# CSVview.vbs



## volker (28 Januar 2006)

gelöscht


----------



## Oberchefe (29 Januar 2006)

> welches keiner brauchen kann ausser ich.



also ich nehme in so einem Fall einfach Excel?


----------



## sps-concept (29 Januar 2006)

*csv*

ja sorry Volker,

ich nehme da auch Excel oder einen csv-Editor. Und da hab ich keine vbs-Dateien und muss keine bat-Dateien umschreiben.
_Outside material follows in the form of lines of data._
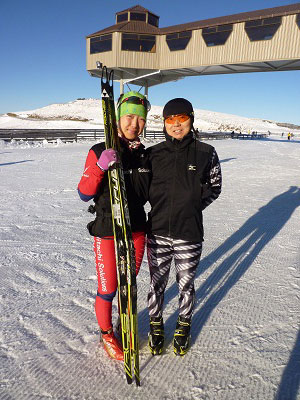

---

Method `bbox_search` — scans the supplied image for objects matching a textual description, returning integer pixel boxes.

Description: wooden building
[86,3,300,88]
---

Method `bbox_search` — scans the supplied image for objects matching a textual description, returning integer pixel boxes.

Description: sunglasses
[117,96,151,111]
[165,114,190,124]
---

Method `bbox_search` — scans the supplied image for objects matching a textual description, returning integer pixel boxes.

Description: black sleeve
[202,149,222,210]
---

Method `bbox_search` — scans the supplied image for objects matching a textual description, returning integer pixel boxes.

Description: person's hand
[97,149,118,171]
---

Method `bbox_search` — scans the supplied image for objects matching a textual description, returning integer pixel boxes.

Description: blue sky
[0,0,300,125]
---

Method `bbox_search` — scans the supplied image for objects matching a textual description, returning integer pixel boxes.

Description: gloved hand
[97,149,118,171]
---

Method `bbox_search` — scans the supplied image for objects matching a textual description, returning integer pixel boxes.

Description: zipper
[168,144,178,237]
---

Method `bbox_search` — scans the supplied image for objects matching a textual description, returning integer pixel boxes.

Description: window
[117,13,128,24]
[296,14,300,28]
[148,13,159,26]
[202,24,233,47]
[245,17,281,42]
[166,31,192,51]
[122,33,156,53]
[90,33,112,54]
[130,12,146,22]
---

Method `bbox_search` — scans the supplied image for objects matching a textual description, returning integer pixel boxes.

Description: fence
[0,129,258,142]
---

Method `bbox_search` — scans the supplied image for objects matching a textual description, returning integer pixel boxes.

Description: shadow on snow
[139,186,300,400]
[0,160,34,167]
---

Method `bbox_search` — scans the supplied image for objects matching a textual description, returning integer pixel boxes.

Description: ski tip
[135,377,141,386]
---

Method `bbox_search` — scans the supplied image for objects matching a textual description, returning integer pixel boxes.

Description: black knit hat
[163,97,194,122]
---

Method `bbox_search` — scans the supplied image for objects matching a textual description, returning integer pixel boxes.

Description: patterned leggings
[147,235,202,318]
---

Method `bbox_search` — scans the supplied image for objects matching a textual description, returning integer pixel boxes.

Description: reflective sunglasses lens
[166,114,190,124]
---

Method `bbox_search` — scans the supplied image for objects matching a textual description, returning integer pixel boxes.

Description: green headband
[117,91,149,121]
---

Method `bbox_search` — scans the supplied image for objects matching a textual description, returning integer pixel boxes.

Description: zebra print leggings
[147,235,202,318]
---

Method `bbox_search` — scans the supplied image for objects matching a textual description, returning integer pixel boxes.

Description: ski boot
[115,315,122,343]
[148,317,165,356]
[173,316,191,356]
[101,328,124,361]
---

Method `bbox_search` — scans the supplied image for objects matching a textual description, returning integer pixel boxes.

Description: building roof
[116,5,159,18]
[87,21,160,38]
[87,3,300,38]
[160,3,300,34]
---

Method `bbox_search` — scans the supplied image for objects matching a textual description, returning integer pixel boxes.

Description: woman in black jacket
[147,98,222,355]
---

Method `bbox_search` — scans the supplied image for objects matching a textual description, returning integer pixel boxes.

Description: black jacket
[87,142,150,237]
[147,132,222,242]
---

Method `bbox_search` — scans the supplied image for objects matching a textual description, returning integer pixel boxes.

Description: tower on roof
[116,5,159,28]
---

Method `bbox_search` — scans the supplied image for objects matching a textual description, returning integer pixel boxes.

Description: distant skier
[147,98,222,355]
[78,91,150,360]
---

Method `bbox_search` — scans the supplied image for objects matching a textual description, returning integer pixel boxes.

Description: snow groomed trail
[0,136,300,400]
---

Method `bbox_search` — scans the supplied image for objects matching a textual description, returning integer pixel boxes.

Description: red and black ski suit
[78,140,150,331]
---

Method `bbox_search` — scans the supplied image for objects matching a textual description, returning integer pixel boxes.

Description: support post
[143,81,148,139]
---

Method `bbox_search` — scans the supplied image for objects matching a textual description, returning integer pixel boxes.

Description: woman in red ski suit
[78,91,150,360]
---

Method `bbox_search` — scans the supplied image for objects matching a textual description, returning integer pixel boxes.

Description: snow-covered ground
[0,99,300,136]
[0,135,300,400]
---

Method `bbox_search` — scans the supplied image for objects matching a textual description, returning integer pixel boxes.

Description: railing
[0,129,267,142]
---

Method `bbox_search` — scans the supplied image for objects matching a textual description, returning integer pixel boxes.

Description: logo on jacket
[138,168,150,172]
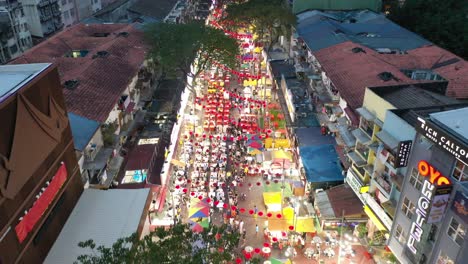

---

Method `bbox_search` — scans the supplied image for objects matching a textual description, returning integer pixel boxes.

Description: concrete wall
[362,88,396,122]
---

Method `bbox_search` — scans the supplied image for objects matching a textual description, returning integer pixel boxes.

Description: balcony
[346,151,367,167]
[351,128,372,145]
[373,173,392,196]
[362,193,393,230]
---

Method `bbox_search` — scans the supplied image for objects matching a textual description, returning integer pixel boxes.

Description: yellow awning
[263,192,281,204]
[295,218,316,233]
[364,205,387,231]
[272,151,292,161]
[171,159,185,167]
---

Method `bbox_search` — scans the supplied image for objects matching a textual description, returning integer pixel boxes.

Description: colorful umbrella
[189,207,210,218]
[249,148,262,155]
[189,218,210,233]
[249,141,262,149]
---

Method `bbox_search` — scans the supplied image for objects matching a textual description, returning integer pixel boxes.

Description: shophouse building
[11,24,154,188]
[346,82,460,243]
[0,63,83,263]
[0,0,33,64]
[290,10,468,131]
[18,0,64,39]
[385,104,468,263]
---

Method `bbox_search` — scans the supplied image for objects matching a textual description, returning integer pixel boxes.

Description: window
[410,168,424,191]
[395,225,406,244]
[401,197,414,219]
[447,218,465,246]
[63,11,70,20]
[452,159,468,181]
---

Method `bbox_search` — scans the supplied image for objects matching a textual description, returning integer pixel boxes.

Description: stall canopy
[295,218,316,233]
[272,150,292,161]
[44,188,150,264]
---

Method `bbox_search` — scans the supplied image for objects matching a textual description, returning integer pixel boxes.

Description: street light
[169,188,176,225]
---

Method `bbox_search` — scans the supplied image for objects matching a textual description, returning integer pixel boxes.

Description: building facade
[58,0,79,27]
[388,106,468,263]
[0,63,83,263]
[0,0,32,63]
[19,0,64,38]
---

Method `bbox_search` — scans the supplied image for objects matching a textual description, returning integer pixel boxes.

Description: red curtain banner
[15,163,67,243]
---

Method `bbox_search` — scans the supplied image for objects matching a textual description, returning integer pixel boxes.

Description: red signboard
[15,163,67,243]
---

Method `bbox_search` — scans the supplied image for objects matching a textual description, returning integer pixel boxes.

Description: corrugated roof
[11,24,148,122]
[293,0,382,14]
[297,10,431,51]
[430,107,468,142]
[128,0,178,20]
[326,184,365,217]
[315,41,417,109]
[371,85,460,109]
[68,113,99,151]
[125,144,157,171]
[44,188,150,264]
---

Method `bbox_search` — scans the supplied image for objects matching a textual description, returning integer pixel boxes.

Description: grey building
[18,0,64,38]
[0,0,32,63]
[385,105,468,264]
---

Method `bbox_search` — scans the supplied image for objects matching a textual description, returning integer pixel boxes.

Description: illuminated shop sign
[406,160,451,254]
[395,140,413,168]
[415,117,468,164]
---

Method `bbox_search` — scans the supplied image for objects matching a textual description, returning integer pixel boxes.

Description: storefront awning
[295,218,316,233]
[364,205,387,231]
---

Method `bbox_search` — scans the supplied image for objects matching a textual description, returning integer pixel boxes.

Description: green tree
[145,22,239,94]
[389,0,468,59]
[75,223,239,264]
[224,0,296,49]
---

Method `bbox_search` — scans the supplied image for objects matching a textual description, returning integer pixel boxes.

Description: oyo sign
[406,160,451,254]
[418,160,451,186]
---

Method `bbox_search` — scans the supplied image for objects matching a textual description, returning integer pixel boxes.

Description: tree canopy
[389,0,468,60]
[224,0,296,47]
[145,22,239,89]
[75,223,240,264]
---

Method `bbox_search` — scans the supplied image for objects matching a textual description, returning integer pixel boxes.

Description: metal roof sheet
[44,188,150,264]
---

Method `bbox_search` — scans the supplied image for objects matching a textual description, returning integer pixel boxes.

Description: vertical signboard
[452,192,468,224]
[427,186,452,224]
[395,140,413,168]
[406,160,452,254]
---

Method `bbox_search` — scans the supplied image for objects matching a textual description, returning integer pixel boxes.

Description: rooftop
[315,41,468,109]
[297,10,431,51]
[430,107,468,142]
[68,113,99,151]
[44,188,150,264]
[370,83,460,109]
[11,24,147,122]
[125,144,157,171]
[390,103,468,125]
[293,0,382,14]
[326,184,364,217]
[0,63,51,102]
[128,0,178,20]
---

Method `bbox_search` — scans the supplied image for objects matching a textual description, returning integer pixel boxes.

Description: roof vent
[63,80,80,91]
[377,72,396,82]
[351,47,366,53]
[93,50,109,59]
[93,32,110,38]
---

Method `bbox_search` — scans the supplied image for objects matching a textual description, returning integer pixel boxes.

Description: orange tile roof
[10,24,148,122]
[314,41,468,109]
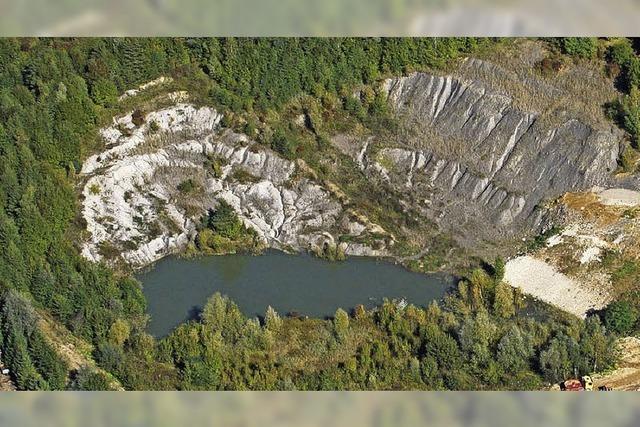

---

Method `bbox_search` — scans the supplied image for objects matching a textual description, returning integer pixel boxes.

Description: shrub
[562,37,598,58]
[177,178,198,194]
[131,109,144,126]
[207,199,244,239]
[604,301,638,335]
Die DOS-Zeiten sind doch vorbei, oder?

MfG
André Räppel


----------



## zotos (29 Januar 2006)

Zum VB-Script: Ich habe oft mit Maschinen zutun die mit einem PC ausgestattet sind und die Daten in einem CSV Format ausspucken bzw. einlesen. Da Excel nun mal auch nicht gerade ein Freeware-Tool ist und auch in der Ressourcenbetrachtung nicht gerade ein Schlankes Tool ist denke ich dass dieses VB-Script wohl seine Berechtigung hat und ein Mensch auf dieser Welt kann es ja wohl gebrauchen (der Autor).


----------



## volker (29 Januar 2006)

gelöscht


----------



## volker (29 Januar 2006)

gelöscht


----------